Establishing Causality

In the language developed earlier in the section, you can think of the people in the S&V houses as the treatment group, and those in the Lambeth houses at the control group. A crucial element in Snow’s analysis was that the people in the two groups were comparable to each other, apart from the treatment.

In order to establish whether it was the water supply that was causing cholera, Snow had to compare two groups that were similar to each other in all but one aspect—their water supply. Only then would he be able to ascribe the differences in their outcomes to the water supply. If the two groups had been different in some other way as well, it would have been difficult to point the finger at the water supply as the source of the disease. For example, if the treatment group consisted of factory workers and the control group did not, then differences between the outcomes in the two groups could have been due to the water supply, or to factory work, or both. The final picture would have been much more fuzzy.

Snow’s brilliance lay in identifying two groups that would make his comparison clear. He had set out to establish a causal relation between contaminated water and cholera infection, and to a great extent he succeeded, even though the miasmatists ignored and even ridiculed him.
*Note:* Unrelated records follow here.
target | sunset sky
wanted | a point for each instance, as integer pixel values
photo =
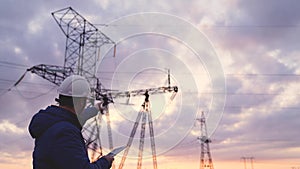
(238, 61)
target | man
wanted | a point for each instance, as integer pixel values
(59, 143)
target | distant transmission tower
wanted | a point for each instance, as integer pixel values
(205, 157)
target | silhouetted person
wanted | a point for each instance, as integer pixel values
(59, 143)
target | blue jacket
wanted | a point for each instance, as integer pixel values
(59, 143)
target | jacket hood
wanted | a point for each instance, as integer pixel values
(44, 119)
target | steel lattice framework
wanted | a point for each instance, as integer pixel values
(82, 44)
(82, 52)
(205, 157)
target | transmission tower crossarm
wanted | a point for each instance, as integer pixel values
(52, 73)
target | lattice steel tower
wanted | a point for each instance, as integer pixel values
(205, 157)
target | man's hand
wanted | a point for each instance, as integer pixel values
(109, 158)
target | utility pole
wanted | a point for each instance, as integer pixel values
(205, 157)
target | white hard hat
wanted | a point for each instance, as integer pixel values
(75, 86)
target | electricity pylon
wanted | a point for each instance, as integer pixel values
(82, 53)
(145, 114)
(205, 157)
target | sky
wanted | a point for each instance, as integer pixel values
(235, 60)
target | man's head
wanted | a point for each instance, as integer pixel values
(73, 93)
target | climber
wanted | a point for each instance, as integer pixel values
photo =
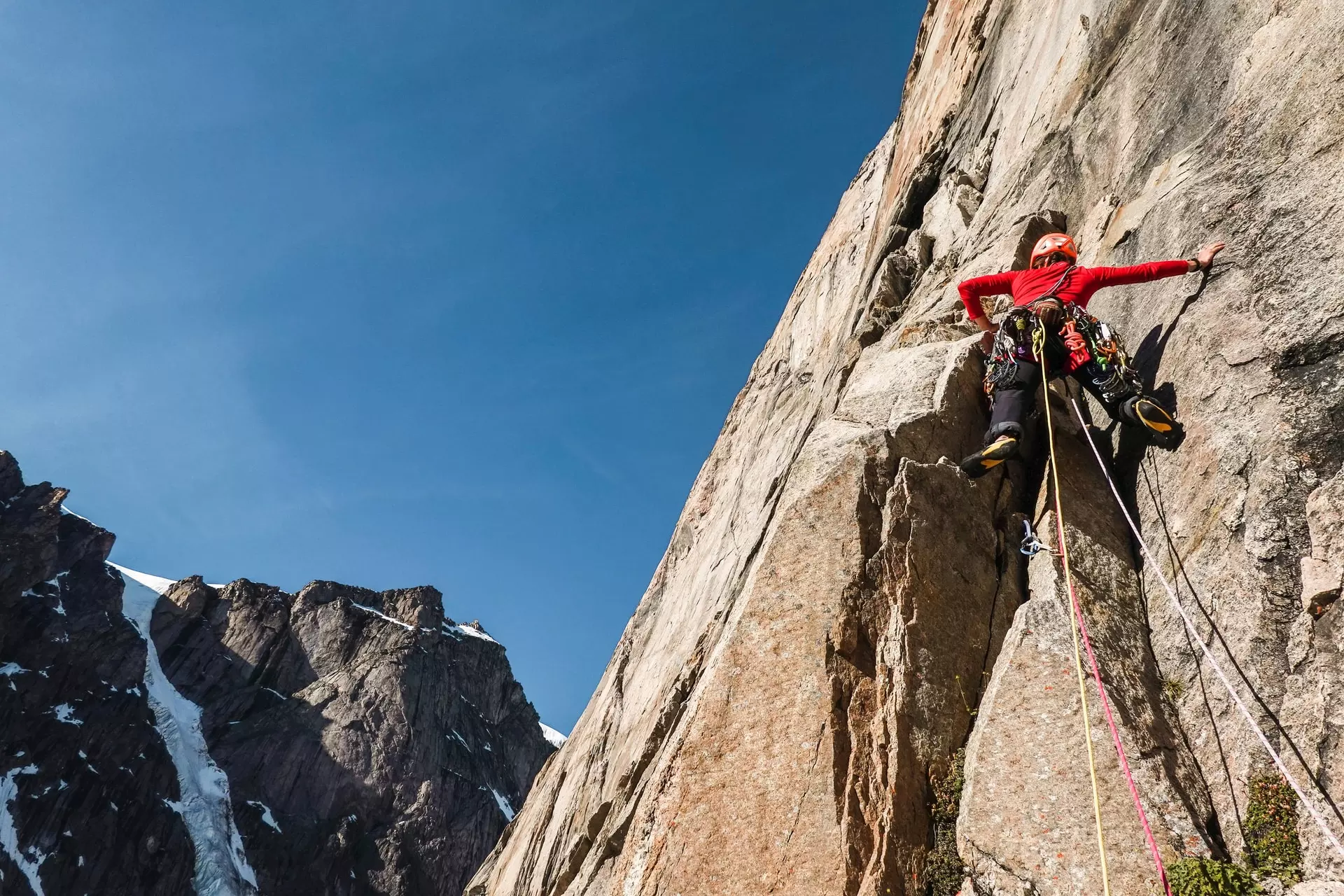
(1053, 293)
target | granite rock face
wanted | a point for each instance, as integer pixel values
(840, 609)
(337, 741)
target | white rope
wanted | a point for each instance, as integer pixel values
(1199, 640)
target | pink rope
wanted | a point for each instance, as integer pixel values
(1110, 720)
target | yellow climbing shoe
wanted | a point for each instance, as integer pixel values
(990, 457)
(1154, 415)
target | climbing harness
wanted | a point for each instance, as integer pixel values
(1079, 628)
(1205, 648)
(1031, 546)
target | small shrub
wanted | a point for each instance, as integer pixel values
(1210, 878)
(1272, 844)
(944, 871)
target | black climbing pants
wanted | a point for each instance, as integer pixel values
(1015, 400)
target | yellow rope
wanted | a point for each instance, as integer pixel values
(1040, 346)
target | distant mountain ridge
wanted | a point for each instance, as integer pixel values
(337, 741)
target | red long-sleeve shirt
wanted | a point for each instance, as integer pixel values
(1028, 285)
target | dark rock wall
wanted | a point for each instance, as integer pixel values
(369, 742)
(85, 774)
(370, 745)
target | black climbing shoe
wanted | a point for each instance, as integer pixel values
(1151, 415)
(990, 457)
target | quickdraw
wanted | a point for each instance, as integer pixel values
(1084, 337)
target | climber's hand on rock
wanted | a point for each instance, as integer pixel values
(1205, 258)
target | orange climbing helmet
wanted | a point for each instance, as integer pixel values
(1050, 244)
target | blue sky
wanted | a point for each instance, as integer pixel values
(413, 293)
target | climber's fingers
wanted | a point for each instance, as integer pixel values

Of course, Snow did not understand the detailed mechanism by which humans contract cholera. That discovery was made in 1883, when the German scientist Robert Koch isolated the Vibrio cholerae, the bacterium that enters the human small intestine and causes cholera.

In fact the Vibrio cholerae had been identified in 1854 by Filippo Pacini in Italy, just about when Snow was analyzing his data in London. Because of the dominance of the miasmatists in Italy, Pacini’s discovery languished unknown. But by the end of the 1800’s, the miasma brigade was in retreat. Subsequent history has vindicated Pacini and John Snow. Snow’s methods led to the development of the field of epidemiology, which is the study of the spread of diseases.


Let us now return to more modern times, armed with an important lesson that we have learned along the way:

In an observational study, if the treatment and control groups differ in ways other than the treatment, it is difficult to make conclusions about causality.

An underlying difference between the two groups (other than the treatment) is called a confounding factor, because it might confound you (that is, mess you up) when you try to reach a conclusion.

Example: Coffee and lung cancer. Studies in the 1960’s showed that coffee drinkers had higher rates of lung cancer than those who did not drink coffee. Because of this, some people identified coffee as a cause of lung cancer. But coffee does not cause lung cancer. The analysis contained a confounding factor—smoking. In those days, coffee drinkers were also likely to have been smokers, and smoking does cause lung cancer. Coffee drinking was associated with lung cancer, but it did not cause the disease.

Confounding factors are common in observational studies. Good studies take great care to reduce confounding and to account for its effects.